How to Stop Stealing a Kid's Ambition (Part 2)

Last week, I explained how this generation of adults has unwittingly stolen the ambition of our children today. Certainly it's not true for everyone, but kids today are showing less ambition and drive than their parent's generation at the same age. Why you ask? In our preoccupation with safety and self-esteem, we have made them risk-averse and in our obsession to reward them just for showing up at the soccer game we've cultivated entitlement. Ribbons. Trophies. Medals. Stars. Prizes. Everyone is a winner. We've told them they are smart. They are amazing. They are awesome. It's all because we wanted them to feel good about themselves as they grew into adults. Unfortunately, this may work when they are 5-years-old. It doesn't at 10. It's backfired on us. Have you seen any early season episodes of American Idol on TV? Thousands of young people showing up to become a star who cannot sing at all. Someone told them they were gifted in music when they weren't. This may just be a snapshot of a generation. So many have been pushed in the wrong direction in the name of self-esteem.

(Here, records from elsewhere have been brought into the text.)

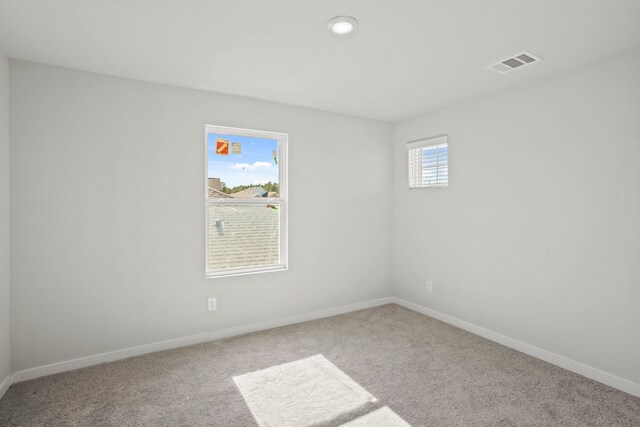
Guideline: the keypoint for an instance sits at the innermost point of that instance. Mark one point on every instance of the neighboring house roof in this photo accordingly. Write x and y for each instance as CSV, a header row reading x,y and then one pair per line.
x,y
217,194
243,236
250,193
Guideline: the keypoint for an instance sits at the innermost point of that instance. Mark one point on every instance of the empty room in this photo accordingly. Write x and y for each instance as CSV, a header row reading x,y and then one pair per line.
x,y
288,213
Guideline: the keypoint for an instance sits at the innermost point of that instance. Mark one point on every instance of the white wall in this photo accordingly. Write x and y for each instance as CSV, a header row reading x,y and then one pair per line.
x,y
108,215
5,336
538,235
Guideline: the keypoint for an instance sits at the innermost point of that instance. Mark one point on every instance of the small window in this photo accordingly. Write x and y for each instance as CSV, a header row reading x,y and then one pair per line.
x,y
245,201
429,162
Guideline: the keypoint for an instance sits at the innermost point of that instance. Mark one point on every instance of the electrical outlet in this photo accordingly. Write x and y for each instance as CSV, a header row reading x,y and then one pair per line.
x,y
429,287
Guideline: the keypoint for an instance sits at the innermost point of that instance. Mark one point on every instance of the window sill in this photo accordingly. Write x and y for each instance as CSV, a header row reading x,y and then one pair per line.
x,y
214,274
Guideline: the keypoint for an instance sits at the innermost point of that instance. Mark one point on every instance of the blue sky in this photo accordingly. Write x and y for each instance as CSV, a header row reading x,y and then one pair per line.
x,y
254,166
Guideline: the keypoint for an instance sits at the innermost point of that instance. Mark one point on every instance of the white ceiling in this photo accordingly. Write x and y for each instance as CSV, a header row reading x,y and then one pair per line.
x,y
407,57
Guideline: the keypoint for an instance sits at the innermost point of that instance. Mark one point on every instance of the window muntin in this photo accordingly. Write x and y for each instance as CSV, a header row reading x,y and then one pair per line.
x,y
429,162
245,200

By wanting our children and students to be happy, we may have created the most depressed population of kids in recent history. By leading them in this way, we have all but removed ambition in them. We have most certainly diminished their passion. Below is the reason why this philosophy has holes in it:

As their possibility of failure goes down, so does their value of success.

Think about it. If I grow up in a world where almost everything has been given to me, or made easy -- I start feeling entitled to it. In fact, I stop trying hard, because I know, somehow, an adult will ensure I get what I need or want.

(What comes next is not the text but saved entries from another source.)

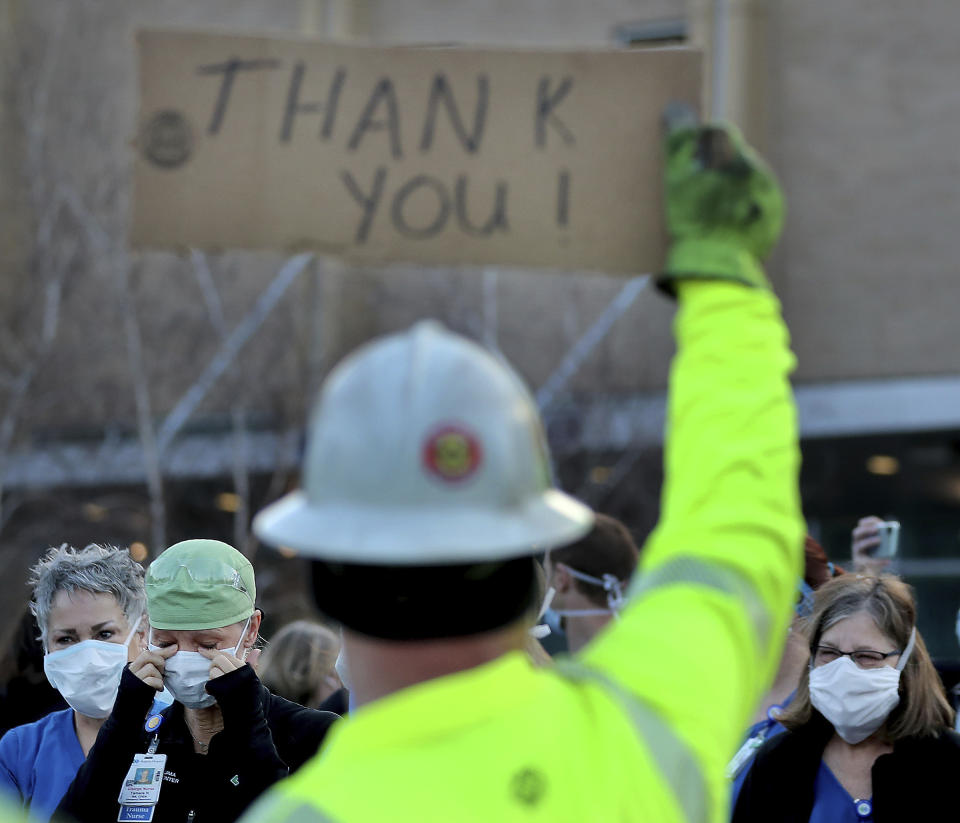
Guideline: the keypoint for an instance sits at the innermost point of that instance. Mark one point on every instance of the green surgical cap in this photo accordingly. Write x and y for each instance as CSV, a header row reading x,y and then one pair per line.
x,y
199,584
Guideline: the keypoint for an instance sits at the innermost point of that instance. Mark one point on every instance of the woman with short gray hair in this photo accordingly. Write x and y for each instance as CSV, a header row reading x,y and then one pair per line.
x,y
89,606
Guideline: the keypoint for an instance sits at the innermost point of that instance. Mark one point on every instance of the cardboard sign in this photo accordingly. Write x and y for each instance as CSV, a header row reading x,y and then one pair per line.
x,y
424,155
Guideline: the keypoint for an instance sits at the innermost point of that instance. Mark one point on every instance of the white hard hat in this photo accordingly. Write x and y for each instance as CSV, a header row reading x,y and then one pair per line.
x,y
424,449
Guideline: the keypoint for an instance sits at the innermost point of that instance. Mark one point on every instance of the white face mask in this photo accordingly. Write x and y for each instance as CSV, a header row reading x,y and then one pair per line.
x,y
87,674
856,701
185,675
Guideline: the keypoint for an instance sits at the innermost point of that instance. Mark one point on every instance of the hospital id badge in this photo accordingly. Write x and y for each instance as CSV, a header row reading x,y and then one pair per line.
x,y
141,786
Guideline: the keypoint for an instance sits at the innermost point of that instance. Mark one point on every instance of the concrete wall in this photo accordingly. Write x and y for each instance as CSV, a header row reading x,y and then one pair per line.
x,y
857,103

One of the most valuable commodities we can cultivate in this emerging generation of kids is ambition. By this I don't mean selfish ambition, or some self-absorbed preoccupation. (Narcissism may or may not motivate a kid to try.) I am speaking of the internal drive to achieve and to grow. The motivation to excel in an area. It's the satisfaction of applying my gifts to something more than a virtual or video game. Further, it is a motivation that comes from serving or adding value to others.

I feel most valuable when I add value to other people.

Self-esteem is not something we can conjure up with a few affirming statements, or by giving them a ribbon just because they're pretty or showed up on time. It comes from them knowing who they are intrinsically, and using their gifts to contribute to a cause greater than them. I firmly believe ambition is part of the equation. Ambition builds self-esteem and vice versa. When I feel good about myself I tend to try harder. And when I try harder, I tend to feel better about myself.

So What Do We Do?
Here are some ideas for cultivating ambition in kids:

1. Let them fail, but when they do, interpret the failure with them.
Don't rescue them, but if they fall or fail, talk it over. Show them it's not the end of the world and is not a reflection on their identity. It is a chance to try again.

2. Tell them stories about your failures.
My kids love to hear me talk about my past flops, failure and fumbles. As we laugh together, they think: Wow, if you did that and still made it... there's hope for me.

3. Help them put their finger on something they really want to achieve.
Goals are important. They are targets to shoot for, and either hit or miss. Once you identify a goal, help them create a plan to reach it. Ignite a passion in them.

4. Establish rewards that only come as they work hard and make progress.
Separate the idea of merely "showing up" from putting out effort. Big difference. Set a reward that they can get only if they really excel.

5. Discuss your ambitions and how you felt when you accomplished them.
Once again, it's the power of stories. Talk about an ambition you had years ago, and how you felt when you pursued it; how rewarding it was inside to earn it.

6. Communicate your love and belief in them, regardless of what happens.
Love should not be a reward for performing. Caring adults must demonstrate belief regardless of their accomplishments. This is a solid foundation for ambition.